The first thing to say about this book is that the title is perhaps misleading. When I first saw it on the bookshelves in Waterstones, I assumed it was going to be a series of essays as to why we should all be feminists, but a quick look at the blurb told me otherwise. This book is a collection of essays from women and gender non-conforming people from marginalised communities who, in one way or another, have found that mainstream feminism (ie white feminism) has failed them. The book covers a huge range of topics, from the Black Lives Matter movement, to abortion rights in Northern Island, to immigration and refugee rights, to feminism in the diaspora. It was such an eye-opener into not just the way that mainstream feminism has left so many people behind, but the number of issues that are feminist issues and aren’t considered as such.

With seventeen essays I won’t delve into each one, but I’ll mention a few that stood out to me. Many of them were about how the civil rights movement and the feminist movement have failed to intersect, both in the UK and the USA, discussing everything from the way women are repeatedly left out of the Black Lives Matter movement to the way that suffrage movements often pitted white women and men of colour against each other, leaving out women of colour altogether.

‘A Hundred Small Rebellions’ by Eishar Kaur describes feminist politics in British-Punjabi communities, although the word ‘feminist’ is not used to describe them. She describes the way that neither white feminism nor Indian feminism is at all useful or helpful even though she and her family live in both of these worlds.
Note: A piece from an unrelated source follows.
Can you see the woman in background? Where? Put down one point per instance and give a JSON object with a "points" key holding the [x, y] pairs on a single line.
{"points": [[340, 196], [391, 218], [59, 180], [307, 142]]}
In ‘Ends, Means and Subterfuge in Feminist Action’, Emer O’Toole describes the way that in order to decriminalise abortion in Northern Ireland, in what was an undeniably feminist campaign and cause, the only way to achieve success was to not say the F word and instead talk about the husbands and families whose lives had been affected because a woman was unable to get the healthcare she needed. Notably, the essay was written before the actual referendum, so at the time of writing O’Toole had no idea whether or not the campaign would be a success.

The essay that hit me hardest was Wei Ming Kam’s The Machinery of Disbelief, which delves into why British immigration laws (and immigration laws of most Western countries) are fundamentally patriarchal, and how there is little to no support for women caught up in a system of a country where they have no legal standing. I couldn’t quite believe that something that is clearly such a huge issue, and should be at the very least a core part of the shelter movement, had not only never crossed my mind but also never been brought up by politicians, campaigners, books, articles, news stories, even friends. It’s an enormous issue under our very noses and nothing is being done.

Every single person should read this book. It opens up your eyes to the plethora of human experiences, and a whole host of lives and stories that you probably didn’t know anything about. I defy anyone to read this book and not learn something. At it’s most basic level, it’s the difference between feminism and girl power. At it’s most complex, it’s the mechanics of societies all around the world that consistently leave behind the most vulnerable.